The 2025 AI Transformation Roadmap: #1 Data Renaissance

10 min readDec 25, 2024

In 2024, we witnessed some remarkable AI milestones: the first fully automated scientific research [1], nearly indistinguishable AI-generated videos [2], and AI agents becoming active participants in software development [3]. Yet, despite these achievements, we’re experiencing what I call the “AI reality check” — that moment when revolutionary technology meets real-world implementation.

This the first article of a 10 article series. And it’s about my perspective on the key areas where I see AI transition happening right now — not in research labs, but in real businesses and applications. We’ll explore everything from data infrastructure to practical implementation strategies, based on what I’ve seen work (and fail) in the field.

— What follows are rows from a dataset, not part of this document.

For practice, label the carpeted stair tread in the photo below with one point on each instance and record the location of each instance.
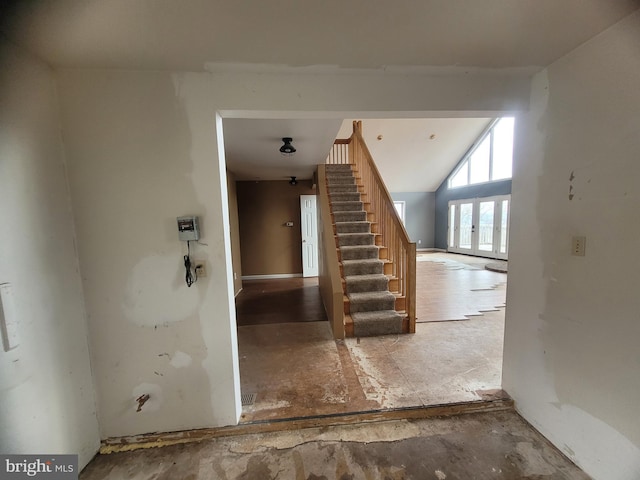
(362, 267)
(370, 324)
(371, 304)
(338, 167)
(359, 252)
(346, 206)
(353, 227)
(353, 239)
(343, 189)
(366, 283)
(371, 301)
(345, 197)
(341, 180)
(339, 217)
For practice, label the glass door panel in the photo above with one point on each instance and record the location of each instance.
(479, 226)
(504, 226)
(465, 241)
(452, 226)
(486, 226)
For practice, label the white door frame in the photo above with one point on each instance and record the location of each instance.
(499, 248)
(309, 231)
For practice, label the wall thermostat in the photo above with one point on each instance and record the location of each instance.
(188, 229)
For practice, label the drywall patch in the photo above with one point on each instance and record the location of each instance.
(156, 277)
(180, 360)
(153, 403)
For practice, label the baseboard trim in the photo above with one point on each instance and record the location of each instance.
(269, 277)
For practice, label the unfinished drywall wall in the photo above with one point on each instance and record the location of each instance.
(269, 246)
(419, 216)
(234, 230)
(145, 147)
(47, 400)
(571, 357)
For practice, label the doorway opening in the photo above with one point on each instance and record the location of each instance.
(297, 369)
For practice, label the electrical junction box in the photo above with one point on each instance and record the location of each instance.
(188, 229)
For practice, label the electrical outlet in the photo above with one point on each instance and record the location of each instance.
(578, 246)
(201, 271)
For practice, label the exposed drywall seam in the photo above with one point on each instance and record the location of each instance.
(76, 257)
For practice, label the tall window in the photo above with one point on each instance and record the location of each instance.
(490, 159)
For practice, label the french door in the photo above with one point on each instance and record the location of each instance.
(480, 226)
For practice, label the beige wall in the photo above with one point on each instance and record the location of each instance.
(234, 230)
(268, 246)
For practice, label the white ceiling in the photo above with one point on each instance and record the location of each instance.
(252, 146)
(408, 158)
(190, 34)
(202, 35)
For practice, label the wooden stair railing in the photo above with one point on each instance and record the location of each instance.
(401, 252)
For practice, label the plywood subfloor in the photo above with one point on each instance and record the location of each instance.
(456, 287)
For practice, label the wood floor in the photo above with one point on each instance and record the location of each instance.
(296, 368)
(288, 300)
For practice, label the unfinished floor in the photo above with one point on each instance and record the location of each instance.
(296, 369)
(495, 445)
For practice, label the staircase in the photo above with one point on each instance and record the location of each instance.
(370, 306)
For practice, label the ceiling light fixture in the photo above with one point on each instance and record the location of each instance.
(287, 149)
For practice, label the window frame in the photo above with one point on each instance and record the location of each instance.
(466, 158)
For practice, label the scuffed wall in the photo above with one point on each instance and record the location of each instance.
(145, 147)
(571, 358)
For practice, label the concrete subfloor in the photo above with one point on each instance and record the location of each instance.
(298, 370)
(494, 445)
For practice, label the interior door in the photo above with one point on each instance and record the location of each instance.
(309, 230)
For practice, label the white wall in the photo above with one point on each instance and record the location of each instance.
(47, 402)
(572, 357)
(142, 149)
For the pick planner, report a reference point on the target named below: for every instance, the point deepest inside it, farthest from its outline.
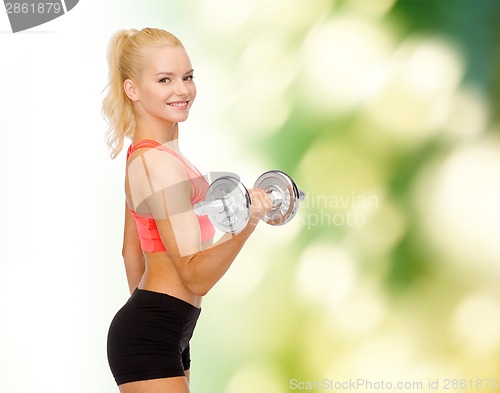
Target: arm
(167, 194)
(132, 252)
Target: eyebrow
(172, 73)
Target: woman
(169, 257)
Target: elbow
(198, 289)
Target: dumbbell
(228, 203)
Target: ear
(131, 90)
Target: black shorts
(149, 337)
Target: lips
(178, 104)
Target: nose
(181, 89)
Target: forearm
(205, 268)
(134, 268)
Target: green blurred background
(386, 113)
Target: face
(166, 89)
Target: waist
(161, 276)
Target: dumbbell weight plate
(235, 215)
(282, 183)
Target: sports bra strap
(151, 143)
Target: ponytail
(125, 61)
(116, 106)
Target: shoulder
(155, 167)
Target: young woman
(169, 257)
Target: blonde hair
(125, 60)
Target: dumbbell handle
(217, 206)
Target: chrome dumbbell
(228, 203)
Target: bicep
(131, 243)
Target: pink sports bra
(146, 225)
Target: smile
(179, 104)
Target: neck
(164, 133)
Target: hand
(261, 203)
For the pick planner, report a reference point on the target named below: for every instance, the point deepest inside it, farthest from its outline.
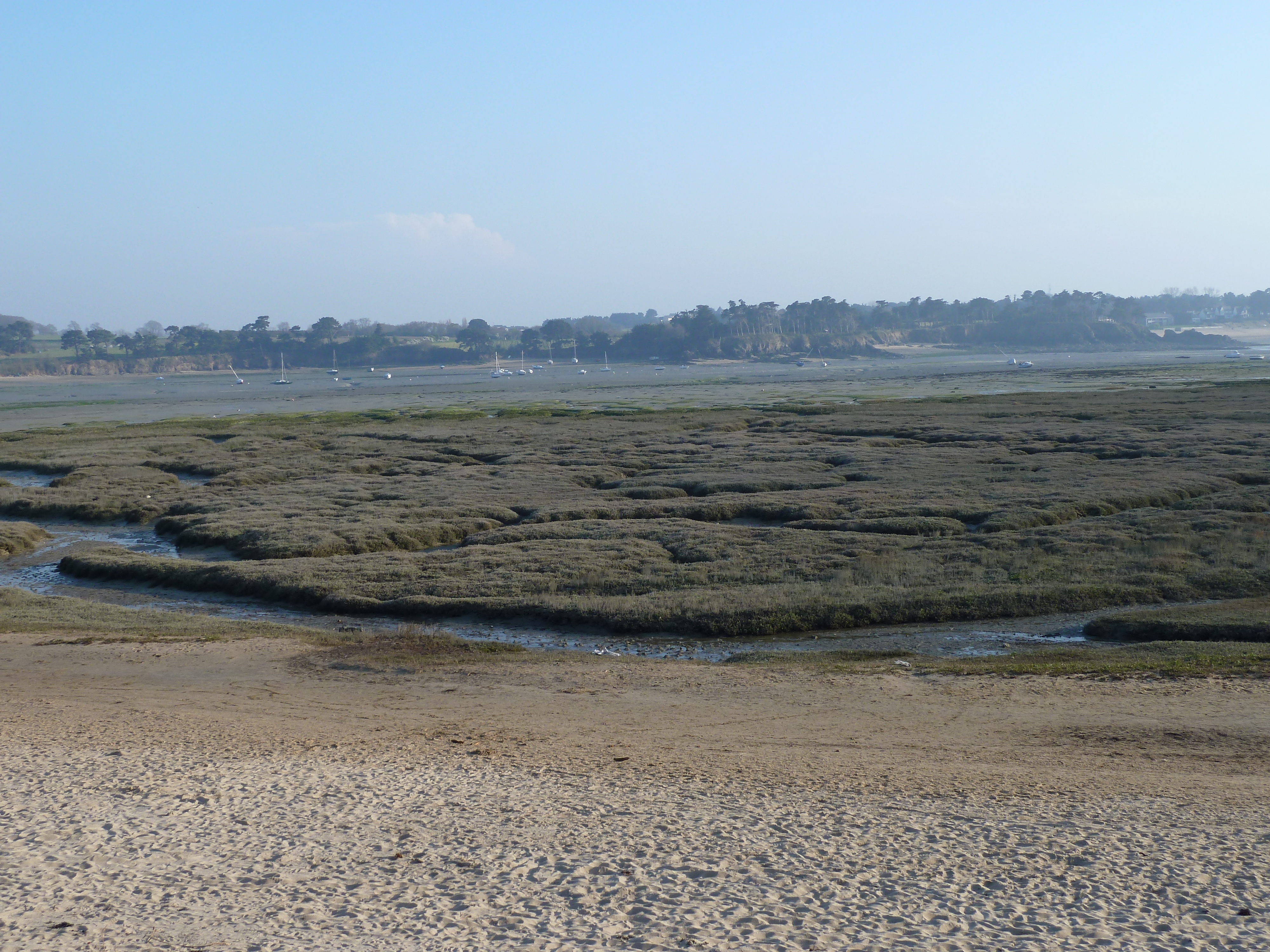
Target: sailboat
(284, 362)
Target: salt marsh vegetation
(799, 517)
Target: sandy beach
(247, 797)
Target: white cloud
(435, 230)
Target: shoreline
(164, 797)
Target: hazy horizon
(519, 164)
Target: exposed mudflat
(912, 373)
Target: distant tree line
(740, 331)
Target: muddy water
(37, 572)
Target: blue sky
(192, 163)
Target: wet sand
(244, 795)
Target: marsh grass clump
(18, 538)
(83, 623)
(718, 522)
(411, 645)
(1164, 659)
(1240, 620)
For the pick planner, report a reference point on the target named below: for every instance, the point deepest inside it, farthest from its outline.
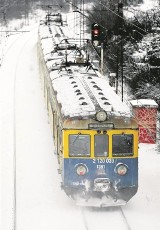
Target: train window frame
(76, 136)
(106, 154)
(121, 153)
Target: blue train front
(100, 164)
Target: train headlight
(81, 169)
(101, 116)
(121, 169)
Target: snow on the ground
(41, 204)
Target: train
(94, 132)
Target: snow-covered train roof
(80, 89)
(82, 93)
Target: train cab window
(101, 145)
(79, 145)
(122, 145)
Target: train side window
(101, 145)
(122, 145)
(79, 145)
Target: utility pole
(120, 13)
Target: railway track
(107, 218)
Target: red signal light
(95, 32)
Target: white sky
(41, 204)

As Andrej Karpathy pointed out with his Software 2.0 concept, this transition isn’t a simple flip of a switch — it’s more like watching Tesla’s self-driving capabilities evolve: gradual, sometimes frustrating, but consistently moving forward.

In this series, I’ll cover 10 critical areas where I see this transformation taking shape, starting with today’s topic: data. Each article will combine technical insights with practical experiences, helping you navigate what I believe will be one of the most significant technological shifts of our time.

Data: Lifeblood, or Not

Remember when everyone said “data is the new oil”? Well, in 2024 we continue to see that data enables organizations to make informed, evidence-based decisions rather than relying on assumptions or gut feelings.

  • Be it Uber that analyses historical ride data to predict demand patterns and adjust driver availability accordingly. [4]
  • Or Mayo Clinic that analyzed patient data, to predict health risks and tailor preventive care strategies. [5]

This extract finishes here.